Examine Microsoft’s balance sheet, and will be able to see the shock absorber in that business. To save you the effort, I’ll point it out for you: It’s $25 billion in cash. The Fortune article relates that Gates keeps several years worth of expenses for his business saved in cash. This would allow Microsoft to weather almost any threat to the business, including competition, loss of revenue, recession and changes in market demand. Even more importantly, the stockpile of cash lets Microsoft stay focused on the corporation’s long-term business plan. Without this shock absorber, it would be forced to defer long-term business plans to generate short-term revenue.
Side note: For the first time in its history, Microsoft recently issued long-term debt in the form of bonds, raising capital for business expenses that could include stock buybacks and possible acquisitions. Even though it has enough cash for these things, the corporation appears unwilling to let go of the “shock absorber” it has in place. This safety net stays.
Financial planners generally recommend we create an emergency savings account, holding three to six months of living expenses. This “emergency” savings account would then only to be used to cover large, unexpected expenses or a loss of income. It is not to be used for frivolous purchases. This emergency savings account is a “shock absorber” for your personal finances.
You’d probably agree that such an account is important for your personal finances. But what about your business? We real estate agents don’t really have the same kind of regard for our business finances. We should have the same kind of shock absorber in place. We really need two emergency savings accounts — one for our personal finances and one for our business.

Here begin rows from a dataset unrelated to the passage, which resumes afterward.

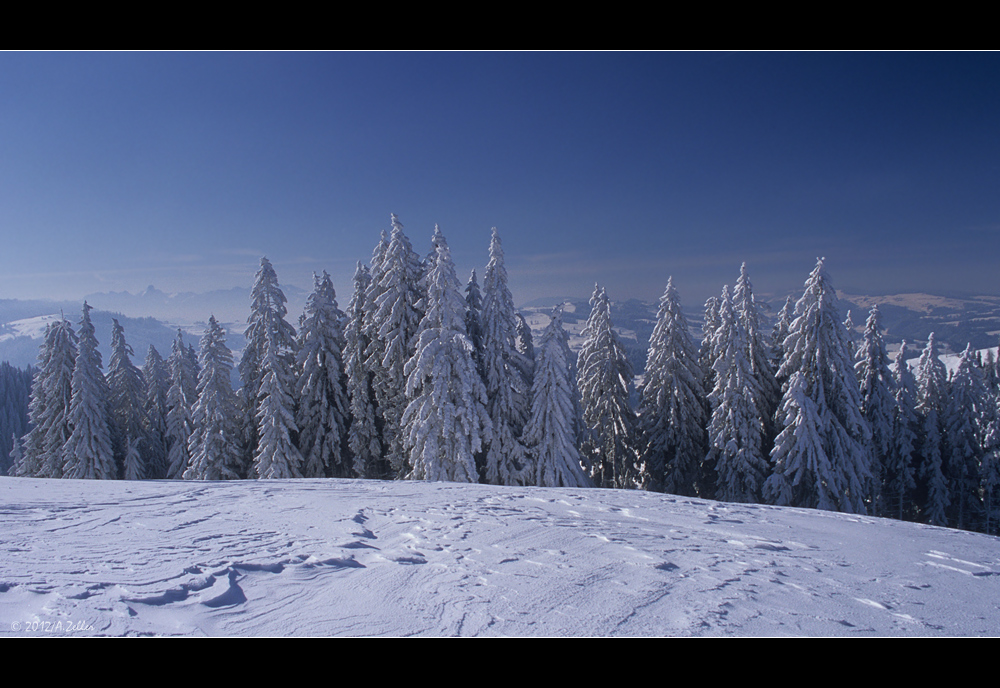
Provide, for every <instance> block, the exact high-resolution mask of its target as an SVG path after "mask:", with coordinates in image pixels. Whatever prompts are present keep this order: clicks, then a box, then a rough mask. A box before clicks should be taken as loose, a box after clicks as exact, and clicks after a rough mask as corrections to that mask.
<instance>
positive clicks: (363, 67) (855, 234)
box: [0, 53, 1000, 305]
mask: <svg viewBox="0 0 1000 688" xmlns="http://www.w3.org/2000/svg"><path fill="white" fill-rule="evenodd" d="M998 85H1000V54H997V53H874V54H873V53H83V54H81V53H0V237H2V242H0V260H2V265H3V269H2V271H0V298H34V297H48V298H72V299H78V298H82V296H83V295H85V294H87V293H90V292H95V291H111V290H114V291H120V290H128V291H132V292H136V291H139V290H141V289H143V288H144V287H145V286H146V285H148V284H154V285H156V286H157V287H158V288H160V289H163V290H165V291H181V290H193V291H204V290H208V289H213V288H228V287H232V286H247V287H249V285H250V283H251V280H252V276H253V273H254V272H255V270H256V267H257V264H258V261H259V258H260V256H261V255H264V254H266V255H267V256H268V257H269V258H270V259H271V261H272V262H273V263H274V265H275V268H276V270H277V272H278V277H279V279H280V280H281V282H282V283H290V284H296V285H298V286H301V287H303V288H308V287H310V286H311V282H312V278H311V275H312V272H313V271H321V270H324V269H325V270H328V271H329V272H330V273H331V275H333V277H334V281H335V285H336V287H337V290H338V296H339V298H340V301H341V303H342V305H346V303H347V300H348V299H349V297H350V289H351V283H350V277H351V274H352V273H353V270H354V264H355V262H356V261H358V260H362V261H367V260H368V259H369V258H370V256H371V250H372V248H373V247H374V245H375V243H376V242H377V240H378V235H379V232H380V231H381V230H382V229H388V227H389V213H390V212H394V213H396V214H398V215H399V218H400V220H401V221H402V223H403V224H404V226H405V228H406V232H407V234H408V236H409V237H410V239H411V240H412V241H413V244H414V247H415V248H416V249H417V250H418V252H420V253H421V254H423V253H426V252H427V250H428V249H429V240H430V236H431V232H432V230H433V226H434V223H435V222H437V223H440V225H441V228H442V231H443V232H444V233H445V236H446V237H447V238H448V241H449V243H450V245H451V247H452V251H453V254H454V256H455V260H456V263H457V265H458V268H459V271H460V273H463V275H467V274H468V271H469V270H470V269H471V268H473V267H475V268H478V269H479V270H480V271H481V270H482V268H483V266H484V265H485V263H486V260H487V249H488V245H489V237H490V228H491V227H493V226H497V227H498V228H499V230H500V233H501V237H502V239H503V242H504V248H505V251H506V256H507V267H508V272H509V273H510V279H511V287H512V290H513V291H514V295H515V299H516V300H517V301H518V302H519V303H523V302H524V301H526V300H529V299H531V298H535V297H538V296H588V295H589V294H590V292H591V290H592V288H593V284H594V282H595V281H599V282H600V283H601V284H602V286H605V287H606V288H607V290H608V293H609V295H610V296H611V297H612V298H613V299H623V298H627V297H633V296H634V297H638V298H643V299H647V300H654V299H656V298H657V297H658V296H659V295H660V294H661V293H662V291H663V288H664V286H665V284H666V281H667V278H668V277H669V276H670V275H673V276H674V281H675V284H676V285H677V287H678V289H679V290H680V293H681V298H682V299H683V300H684V301H685V303H686V304H689V305H696V304H698V303H701V302H703V301H704V299H705V298H706V297H707V296H709V295H712V294H717V293H718V292H719V290H720V289H721V286H722V284H724V283H732V282H734V281H735V279H736V277H737V276H738V274H739V266H740V263H741V262H742V261H744V260H745V261H747V264H748V268H749V270H750V276H751V279H752V280H753V282H754V285H755V288H756V289H757V290H758V291H759V292H773V293H781V294H784V293H788V292H789V291H792V290H795V289H797V288H799V287H800V286H801V284H802V282H803V281H804V279H805V277H806V276H807V274H808V273H809V271H810V270H811V269H812V267H813V265H814V263H815V260H816V257H817V256H826V257H827V263H826V265H827V269H828V271H829V272H830V274H831V275H832V277H833V280H834V283H835V285H836V286H838V287H839V288H842V289H847V290H854V291H862V290H863V291H868V292H875V293H880V292H884V293H895V292H903V291H918V290H920V291H930V292H941V291H961V292H980V293H982V292H986V293H993V294H996V293H1000V271H998V269H997V266H998V262H1000V261H998V256H1000V88H998Z"/></svg>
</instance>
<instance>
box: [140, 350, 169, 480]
mask: <svg viewBox="0 0 1000 688" xmlns="http://www.w3.org/2000/svg"><path fill="white" fill-rule="evenodd" d="M142 377H143V381H144V383H145V386H146V391H145V401H144V403H143V410H144V413H143V419H144V421H145V428H144V429H145V432H146V441H147V443H148V445H147V446H148V451H147V462H146V477H148V478H150V479H154V480H158V479H161V478H165V477H167V469H168V468H169V464H168V463H167V392H168V391H169V390H170V369H169V368H168V367H167V364H166V361H164V360H163V357H162V356H160V352H159V351H157V350H156V347H155V346H153V345H152V344H150V345H149V349H148V350H147V352H146V361H145V363H144V364H143V366H142Z"/></svg>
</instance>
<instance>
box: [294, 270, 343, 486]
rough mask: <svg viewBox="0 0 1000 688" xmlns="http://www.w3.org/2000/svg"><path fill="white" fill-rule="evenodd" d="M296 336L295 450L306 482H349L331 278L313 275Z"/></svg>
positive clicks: (342, 319) (337, 323)
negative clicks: (296, 396)
mask: <svg viewBox="0 0 1000 688" xmlns="http://www.w3.org/2000/svg"><path fill="white" fill-rule="evenodd" d="M313 284H314V286H313V293H312V294H310V295H309V299H308V300H307V301H306V310H305V319H304V320H303V321H302V329H301V332H300V335H301V341H302V348H300V349H299V358H298V367H299V386H298V400H299V403H298V411H297V414H296V418H297V424H298V427H299V450H300V451H301V453H302V457H303V459H304V461H305V463H304V465H303V470H302V472H303V475H304V476H305V477H307V478H322V477H325V476H328V475H329V476H332V477H335V478H350V477H354V466H353V464H352V462H351V461H350V456H349V454H348V451H347V447H346V446H345V445H346V440H347V426H348V423H349V422H350V401H349V400H348V398H347V387H346V384H347V378H346V374H345V372H344V346H345V344H344V333H343V329H342V328H343V319H344V313H343V312H342V311H341V310H340V309H339V308H338V307H337V294H336V291H334V288H333V282H332V281H331V280H330V276H329V275H328V274H327V273H326V271H324V272H323V276H322V277H320V276H318V275H315V274H314V275H313Z"/></svg>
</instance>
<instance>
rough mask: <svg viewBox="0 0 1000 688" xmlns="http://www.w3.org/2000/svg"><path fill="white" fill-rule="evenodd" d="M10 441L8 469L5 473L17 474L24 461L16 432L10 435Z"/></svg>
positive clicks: (23, 455) (20, 440)
mask: <svg viewBox="0 0 1000 688" xmlns="http://www.w3.org/2000/svg"><path fill="white" fill-rule="evenodd" d="M10 441H11V450H10V469H9V470H8V471H7V475H19V471H20V469H21V463H22V462H23V461H24V452H23V451H22V450H21V440H20V439H19V438H18V436H17V433H13V434H12V435H11V437H10Z"/></svg>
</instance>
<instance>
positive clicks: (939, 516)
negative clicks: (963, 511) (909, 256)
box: [915, 332, 951, 526]
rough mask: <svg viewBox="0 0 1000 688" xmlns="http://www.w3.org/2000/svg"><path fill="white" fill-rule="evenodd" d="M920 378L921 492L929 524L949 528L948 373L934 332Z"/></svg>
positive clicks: (924, 516) (917, 406)
mask: <svg viewBox="0 0 1000 688" xmlns="http://www.w3.org/2000/svg"><path fill="white" fill-rule="evenodd" d="M915 377H916V379H917V413H918V414H919V415H920V421H921V432H920V435H921V442H920V479H921V484H920V485H919V488H920V493H921V495H922V496H923V499H922V500H921V502H922V504H923V506H924V511H923V513H924V518H923V520H924V521H925V522H927V523H930V524H932V525H937V526H944V525H948V509H949V507H950V506H951V489H950V486H949V484H948V474H947V467H946V463H945V458H944V451H945V450H944V447H943V446H942V445H943V436H942V433H943V420H942V415H943V413H944V407H945V404H946V403H947V399H948V373H947V370H946V369H945V367H944V363H942V362H941V359H940V358H939V356H938V352H937V345H936V344H935V342H934V333H933V332H932V333H931V334H930V337H928V339H927V346H926V347H925V348H924V351H923V353H922V354H921V355H920V362H919V363H918V364H917V371H916V375H915Z"/></svg>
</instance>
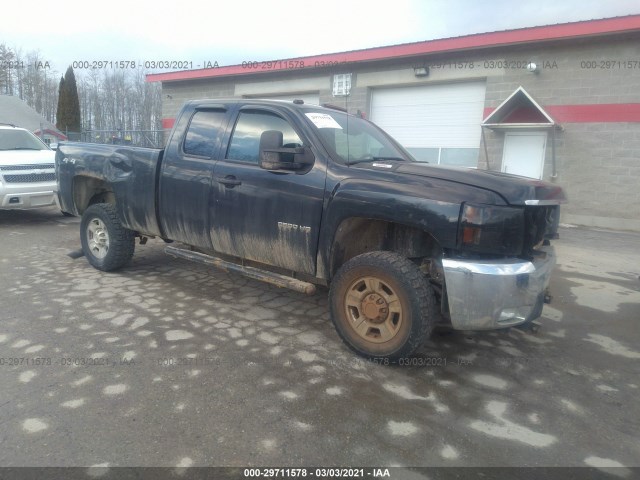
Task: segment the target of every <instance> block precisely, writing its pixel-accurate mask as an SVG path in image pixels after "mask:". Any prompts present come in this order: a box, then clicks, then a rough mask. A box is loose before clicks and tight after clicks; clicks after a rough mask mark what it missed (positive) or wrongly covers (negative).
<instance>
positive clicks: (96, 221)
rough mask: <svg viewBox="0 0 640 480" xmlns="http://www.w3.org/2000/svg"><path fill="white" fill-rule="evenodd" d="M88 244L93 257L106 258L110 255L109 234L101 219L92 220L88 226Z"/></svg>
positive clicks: (87, 234)
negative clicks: (109, 248)
mask: <svg viewBox="0 0 640 480" xmlns="http://www.w3.org/2000/svg"><path fill="white" fill-rule="evenodd" d="M87 243H88V245H89V251H90V252H91V255H93V256H94V257H96V258H104V257H106V256H107V253H109V233H108V232H107V227H106V226H105V224H104V222H103V221H102V220H100V219H99V218H92V219H91V221H90V222H89V225H87Z"/></svg>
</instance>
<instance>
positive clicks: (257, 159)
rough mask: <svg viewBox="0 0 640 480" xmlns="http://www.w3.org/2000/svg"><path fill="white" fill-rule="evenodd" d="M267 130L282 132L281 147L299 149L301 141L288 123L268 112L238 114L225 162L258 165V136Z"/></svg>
mask: <svg viewBox="0 0 640 480" xmlns="http://www.w3.org/2000/svg"><path fill="white" fill-rule="evenodd" d="M267 130H277V131H279V132H282V137H283V146H285V147H299V146H302V140H300V137H298V134H296V132H295V130H294V129H293V127H291V125H290V124H289V122H287V121H286V120H285V119H283V118H282V117H279V116H277V115H275V114H273V113H270V112H255V111H253V112H240V115H239V116H238V121H237V122H236V126H235V128H234V130H233V135H232V136H231V141H230V142H229V148H228V150H227V156H226V158H227V160H237V161H240V162H249V163H255V164H256V165H257V164H258V156H259V148H260V136H261V135H262V132H265V131H267Z"/></svg>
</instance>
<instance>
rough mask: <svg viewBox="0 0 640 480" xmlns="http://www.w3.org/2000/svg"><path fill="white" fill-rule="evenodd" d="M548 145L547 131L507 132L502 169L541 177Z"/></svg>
mask: <svg viewBox="0 0 640 480" xmlns="http://www.w3.org/2000/svg"><path fill="white" fill-rule="evenodd" d="M546 145H547V132H518V133H507V134H505V136H504V153H503V155H502V171H503V172H506V173H513V174H514V175H522V176H523V177H531V178H538V179H541V178H542V169H543V167H544V151H545V147H546Z"/></svg>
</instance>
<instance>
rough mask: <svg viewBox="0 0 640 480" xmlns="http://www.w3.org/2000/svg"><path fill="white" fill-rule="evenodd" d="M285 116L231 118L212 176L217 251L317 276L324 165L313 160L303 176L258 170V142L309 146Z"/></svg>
mask: <svg viewBox="0 0 640 480" xmlns="http://www.w3.org/2000/svg"><path fill="white" fill-rule="evenodd" d="M291 120H292V119H291V118H288V117H287V116H286V114H285V113H283V112H279V111H278V110H276V109H273V108H269V107H264V106H255V107H254V106H245V107H243V108H241V109H240V111H239V112H238V113H237V115H236V116H235V122H234V127H233V130H232V132H231V136H230V139H229V141H228V145H227V149H226V152H225V155H224V158H222V159H221V160H220V161H218V162H217V163H216V166H215V171H214V181H213V189H214V191H215V206H214V209H213V223H214V228H213V229H212V232H211V234H212V242H213V247H214V249H215V250H217V251H219V252H221V253H225V254H228V255H233V256H237V257H241V258H245V259H249V260H254V261H256V262H260V263H264V264H267V265H273V266H276V267H281V268H283V269H286V270H290V271H295V272H303V273H307V274H311V275H313V274H315V259H316V252H317V245H318V233H319V229H320V219H321V216H322V202H323V196H324V185H325V177H326V164H324V163H323V162H321V161H320V160H319V158H318V157H317V156H316V159H315V164H314V166H313V168H311V170H309V171H308V172H306V173H295V172H289V171H286V172H285V171H277V172H272V171H268V170H264V169H262V168H260V166H259V164H258V149H259V144H260V136H261V134H262V132H264V131H266V130H278V131H281V132H282V133H283V143H284V146H285V147H293V146H302V145H310V142H308V141H306V140H305V137H304V136H303V134H302V133H301V132H300V131H299V129H296V128H295V127H294V122H292V121H291Z"/></svg>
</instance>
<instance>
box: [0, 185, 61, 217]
mask: <svg viewBox="0 0 640 480" xmlns="http://www.w3.org/2000/svg"><path fill="white" fill-rule="evenodd" d="M56 189H57V184H56V183H55V182H39V183H33V184H24V183H17V184H11V183H0V210H5V209H18V210H20V209H27V208H40V207H48V206H49V205H55V204H56V203H57V196H56Z"/></svg>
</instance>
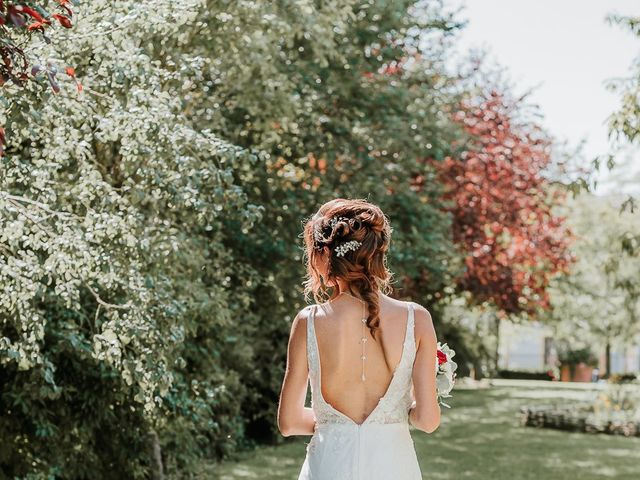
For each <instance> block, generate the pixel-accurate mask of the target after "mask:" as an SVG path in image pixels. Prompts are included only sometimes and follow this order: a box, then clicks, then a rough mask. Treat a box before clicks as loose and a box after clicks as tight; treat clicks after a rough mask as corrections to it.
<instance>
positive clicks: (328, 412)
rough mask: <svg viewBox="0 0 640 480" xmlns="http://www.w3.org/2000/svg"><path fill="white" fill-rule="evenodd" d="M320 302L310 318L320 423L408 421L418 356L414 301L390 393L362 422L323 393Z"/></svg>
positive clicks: (314, 401)
mask: <svg viewBox="0 0 640 480" xmlns="http://www.w3.org/2000/svg"><path fill="white" fill-rule="evenodd" d="M316 308H317V305H313V306H311V311H310V313H309V316H308V319H307V360H308V362H309V380H310V384H311V407H312V409H313V411H314V414H315V417H316V421H317V423H318V424H322V423H346V424H353V425H358V426H361V425H364V424H370V423H377V424H385V423H403V422H404V423H406V422H408V413H409V408H410V407H411V403H412V399H411V384H412V378H411V375H412V372H413V362H414V360H415V356H416V344H415V329H414V326H415V319H414V305H413V304H412V303H410V302H409V303H408V307H407V308H408V314H407V328H406V333H405V339H404V344H403V347H402V356H401V358H400V362H399V363H398V365H397V366H396V368H395V370H394V372H393V376H392V378H391V382H390V383H389V387H388V388H387V391H386V393H385V394H384V395H383V396H382V397H380V400H379V401H378V404H377V405H376V407H375V408H374V409H373V411H372V412H371V413H370V414H369V416H368V417H367V418H366V419H365V421H364V422H362V423H361V424H358V423H356V422H355V421H354V420H353V419H351V418H350V417H349V416H347V415H345V414H344V413H342V412H340V411H339V410H337V409H336V408H334V407H333V406H332V405H331V404H330V403H328V402H326V401H325V399H324V398H323V396H322V389H321V383H320V382H321V375H320V368H321V367H320V353H319V349H318V340H317V338H316V335H315V325H314V320H315V313H316Z"/></svg>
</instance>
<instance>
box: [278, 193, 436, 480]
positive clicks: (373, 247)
mask: <svg viewBox="0 0 640 480" xmlns="http://www.w3.org/2000/svg"><path fill="white" fill-rule="evenodd" d="M391 231H392V229H391V227H390V225H389V222H388V219H387V217H386V216H385V215H384V213H383V212H382V211H381V210H380V209H379V208H378V207H377V206H376V205H373V204H372V203H370V202H368V201H365V200H350V199H349V200H347V199H335V200H332V201H330V202H328V203H326V204H324V205H323V206H322V207H321V208H320V209H319V211H318V212H317V213H316V214H315V215H314V216H312V217H311V218H310V219H309V220H308V221H307V222H306V224H305V226H304V241H305V260H306V262H307V281H306V282H305V293H306V294H307V296H308V295H309V294H311V293H313V296H314V299H315V300H316V302H321V301H322V300H325V301H324V302H322V303H317V304H314V305H311V306H308V307H305V308H304V309H302V310H301V311H300V312H299V313H298V314H297V316H296V317H295V319H294V320H293V323H292V325H291V334H290V337H289V343H288V350H287V367H286V372H285V375H284V380H283V383H282V391H281V393H280V402H279V405H278V414H277V415H278V428H279V430H280V432H281V433H282V435H284V436H287V437H288V436H291V435H312V436H311V440H310V441H309V443H308V444H307V453H306V457H305V459H304V463H303V464H302V468H301V470H300V474H299V476H298V480H306V479H318V480H360V479H366V480H414V479H415V480H419V479H421V478H422V475H421V471H420V466H419V463H418V459H417V455H416V451H415V447H414V444H413V439H412V438H411V434H410V430H409V424H411V425H413V426H414V427H415V428H417V429H419V430H422V431H424V432H427V433H431V432H433V431H434V430H435V429H436V428H437V427H438V426H439V424H440V406H439V404H438V400H437V393H436V367H437V365H436V348H437V339H436V333H435V330H434V328H433V323H432V321H431V316H430V314H429V312H428V311H427V310H426V309H425V308H424V307H422V306H421V305H419V304H417V303H414V302H403V301H399V300H395V299H393V298H391V297H389V296H387V295H386V294H385V293H386V292H388V290H389V281H390V278H391V273H390V272H389V271H388V269H387V266H386V253H387V250H388V248H389V241H390V235H391ZM329 290H331V294H329V293H328V292H329ZM308 383H309V384H310V385H311V407H310V408H309V407H305V399H306V396H307V385H308Z"/></svg>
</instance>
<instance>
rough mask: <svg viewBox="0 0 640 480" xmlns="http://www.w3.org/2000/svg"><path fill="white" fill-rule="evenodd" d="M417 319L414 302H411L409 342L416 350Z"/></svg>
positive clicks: (409, 316)
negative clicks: (416, 328) (413, 303)
mask: <svg viewBox="0 0 640 480" xmlns="http://www.w3.org/2000/svg"><path fill="white" fill-rule="evenodd" d="M415 330H416V317H415V311H414V304H413V302H409V316H408V318H407V341H408V342H409V343H410V344H411V345H412V346H413V349H414V350H415V347H416V335H415Z"/></svg>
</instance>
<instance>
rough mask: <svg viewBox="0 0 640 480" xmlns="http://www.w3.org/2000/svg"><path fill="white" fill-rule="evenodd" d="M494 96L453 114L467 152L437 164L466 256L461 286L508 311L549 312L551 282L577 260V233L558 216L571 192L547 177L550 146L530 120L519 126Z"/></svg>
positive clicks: (514, 312)
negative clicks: (569, 246) (573, 249)
mask: <svg viewBox="0 0 640 480" xmlns="http://www.w3.org/2000/svg"><path fill="white" fill-rule="evenodd" d="M511 108H513V105H511V104H509V103H508V102H507V101H506V100H505V98H504V96H503V95H501V94H499V93H497V92H495V91H494V92H491V93H490V94H488V95H487V97H486V98H484V99H481V100H479V101H477V102H475V104H472V103H467V104H465V105H463V106H462V108H460V109H459V110H458V111H457V112H456V113H455V115H454V119H455V121H456V122H457V123H458V124H460V125H461V126H462V128H463V130H464V131H465V132H466V133H467V134H468V138H467V140H466V142H467V143H465V144H464V147H463V151H462V152H461V153H460V154H459V155H457V156H456V157H455V158H454V157H447V158H445V159H444V161H433V160H428V161H429V162H431V163H432V164H433V165H434V166H435V167H436V169H437V171H438V176H439V178H440V180H441V181H442V182H443V183H444V185H445V188H446V199H447V200H448V201H450V202H449V204H450V207H449V210H450V212H451V213H452V216H453V227H452V228H453V237H454V241H455V243H456V244H457V245H458V246H459V247H460V248H461V249H462V251H463V252H464V254H465V255H466V256H465V264H466V269H465V272H464V274H463V276H462V278H460V280H459V284H458V286H459V287H460V289H462V290H464V291H468V292H470V293H471V294H472V295H473V298H474V300H475V301H476V302H485V301H491V302H493V303H494V304H495V305H496V307H497V308H498V309H499V310H501V311H502V312H503V313H519V312H525V313H527V314H535V312H536V310H537V309H539V308H548V307H549V297H548V292H547V287H548V285H549V281H550V279H551V278H552V277H553V276H554V275H556V274H559V273H561V272H566V271H567V269H568V266H569V265H570V263H571V262H572V260H573V257H572V254H571V253H570V251H569V249H568V246H569V243H570V241H571V238H572V235H571V232H570V231H569V229H568V228H567V227H566V225H565V223H564V218H563V217H561V216H558V215H556V214H554V212H552V207H553V206H554V205H557V204H559V203H560V202H562V200H563V197H564V195H565V191H564V190H563V189H562V188H558V187H557V186H555V185H554V184H553V183H552V182H551V181H550V180H549V179H547V178H545V176H544V171H545V168H546V167H547V166H548V165H549V164H550V161H551V155H550V148H551V145H550V143H551V142H550V140H549V138H548V137H547V136H546V135H545V134H544V132H543V131H542V130H541V129H540V128H539V127H538V126H537V125H535V123H533V122H531V121H527V122H524V123H521V124H516V123H515V121H514V119H513V115H512V111H511V110H510V109H511Z"/></svg>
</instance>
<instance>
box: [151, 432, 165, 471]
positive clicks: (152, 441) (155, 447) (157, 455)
mask: <svg viewBox="0 0 640 480" xmlns="http://www.w3.org/2000/svg"><path fill="white" fill-rule="evenodd" d="M149 437H150V438H151V452H152V453H151V455H152V458H151V479H152V480H164V468H163V467H162V450H161V448H160V438H158V434H157V433H156V431H155V430H151V432H150V433H149Z"/></svg>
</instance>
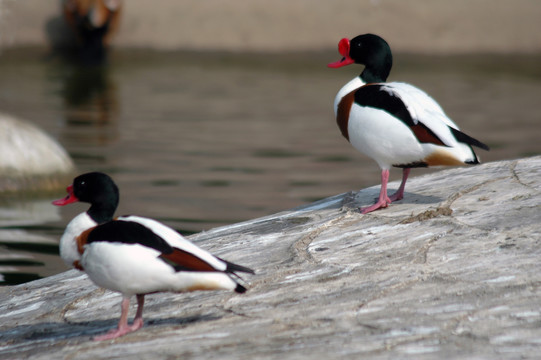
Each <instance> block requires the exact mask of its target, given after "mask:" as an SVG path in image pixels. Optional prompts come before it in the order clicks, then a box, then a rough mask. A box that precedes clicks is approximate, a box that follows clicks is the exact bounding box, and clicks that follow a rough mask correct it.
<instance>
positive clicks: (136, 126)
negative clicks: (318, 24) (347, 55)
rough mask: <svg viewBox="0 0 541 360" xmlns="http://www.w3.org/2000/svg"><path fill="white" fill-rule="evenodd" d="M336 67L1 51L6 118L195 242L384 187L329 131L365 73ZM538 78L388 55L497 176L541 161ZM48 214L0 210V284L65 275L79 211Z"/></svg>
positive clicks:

This probably makes a lot of sense to you after the past two years. It’s important that we learn this lesson now and work to add this kind of business shock absorber going forward. Gates is one of the world’s richest men, as you know, and it’s no fluke. He’s in that position because of his long-term thinking and the backup plans he has for his business. Gates plans for problems in advance.
What are your business’s average monthly expenses? Arrive at this number, then set a goal to save six to nine month’s of your business’s average expenses. As the market finally rebounds, make a true commitment to set aside a percentage of every commission check to put toward your shock absorber. This shock absorber will both protect your business and let you stay focused on long-term goals.
Oh and one more thing, follow Microsoft’s lead and do not use your shock absorber for anything, until absolutely necessary.